Jump right in, just like you’d enter a cold swimming pool. Dipping one toe at a time only makes it harder. Once you’ve started, the task won’t seem so bad, and you’ll wonder why you ever put if off.

Make it public

Tell your friends, family or colleagues that you’re going to do it, and ask them to follow up with you, helping to keep you on course. When your task becomes public, it makes you more accountable and you’re more likely to achieve a positive result.

Take little steps

A large project can be intimidating. Break your task down into smaller blocks that you can tackle one at a time. This is easier than attempting to complete the entire project all at once, and you’ll feel a sense of accomplishment and progression as each component is ticked off your checklist.

Don't be scared

Are you putting off a job because you believe it will be an unpleasant experience? Most of the time, the activity turns out to be much less painful than anticipated. Figure out what you’re scared of, and you’ll be able to identify the best way to overcome your fear.

Reward yourself

Everyone procrastinates to some degree. But by using these techniques you can stop procrastination in its tracks and start completing those tasks that you’ve been putting off indefinitely.

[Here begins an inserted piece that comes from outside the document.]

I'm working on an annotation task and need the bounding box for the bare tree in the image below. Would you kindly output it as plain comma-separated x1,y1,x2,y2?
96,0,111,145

To avoid relapse, review your established goals, and praise yourself for accomplished tasks. After you’ve finished a major piece of work, don’t forget to reward yourself. By giving yourself something fun to look forward to, you’ll feel more motivated, and you’ll positively reinforce the benefits of being proactive and getting your work done quickly.

And once you’ve stopped procrastinating, you’ll find your leisure time becomes so much more enjoyable, without that nagging guilty feeling at the back of your mind telling you you’re supposed to be working on an important task.